「字が汚い」新保信長氏
「練習帳は3、4冊やりましたが、漠然と練習してもダメですね。でも気が付いたこともあるんです。それは、まずは真っすぐな線が引けないとダメだってこと。これが意外に難しいんですが」
美しい字を書くには、脳に「美しい字」のイメージがあり、そのイメージを再現できることが必須。そして、それには一にも二にも真っすぐに線を引ける技術が必要なのだ。
「デッサン力のある人ならさぞかし美文字だろうと思い、画家の山口晃氏や、デザイナーの寄藤文平氏に話を聞いてみました。彼らの字に対する感覚は、ちょっと違っていてデザインとして捉えているんですね。

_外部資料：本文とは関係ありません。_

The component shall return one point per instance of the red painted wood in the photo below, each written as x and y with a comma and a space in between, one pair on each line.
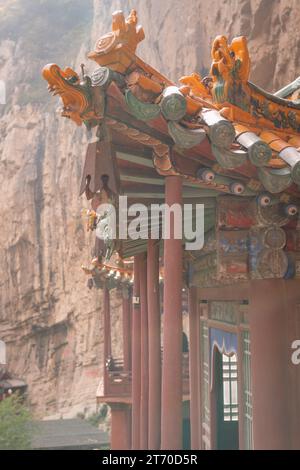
154, 345
136, 358
144, 355
171, 428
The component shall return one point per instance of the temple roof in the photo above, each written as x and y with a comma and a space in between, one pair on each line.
221, 132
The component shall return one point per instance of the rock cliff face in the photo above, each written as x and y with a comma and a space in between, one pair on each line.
51, 322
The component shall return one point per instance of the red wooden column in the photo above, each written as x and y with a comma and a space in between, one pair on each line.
120, 426
107, 335
154, 345
144, 355
171, 426
270, 359
136, 356
194, 355
126, 310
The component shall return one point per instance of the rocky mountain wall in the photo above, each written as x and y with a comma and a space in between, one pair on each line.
51, 322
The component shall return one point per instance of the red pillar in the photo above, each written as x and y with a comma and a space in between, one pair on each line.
270, 359
136, 357
144, 355
107, 335
126, 310
154, 345
171, 427
194, 355
120, 426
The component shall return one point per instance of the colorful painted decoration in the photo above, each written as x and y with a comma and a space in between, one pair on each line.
142, 111
184, 137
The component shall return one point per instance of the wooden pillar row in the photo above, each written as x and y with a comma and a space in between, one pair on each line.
136, 356
144, 355
154, 345
171, 426
194, 369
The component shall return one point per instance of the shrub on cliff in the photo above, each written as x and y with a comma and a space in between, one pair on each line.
15, 424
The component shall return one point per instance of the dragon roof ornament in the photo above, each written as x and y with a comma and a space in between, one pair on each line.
241, 121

たとえば部分よりも全体のバランスが大事だとか、どのような形で書けばおさまりがいいかなどと考えることは、僕にはなかった発想。字の大きさが揃ってない、中心線が通ってないことが字が汚く見える原因のひとつだと発見しました」
著者は、さらに「きちんとした字が書ける人とそうでない人の違いはどこにあるのか」と、編集者やライターなど字に関わりのある人たちに取材を敢行。やがて考察対象は、政治家の揮毫、犯罪者の文字にまで及び、そこにある共通点を見つけたという。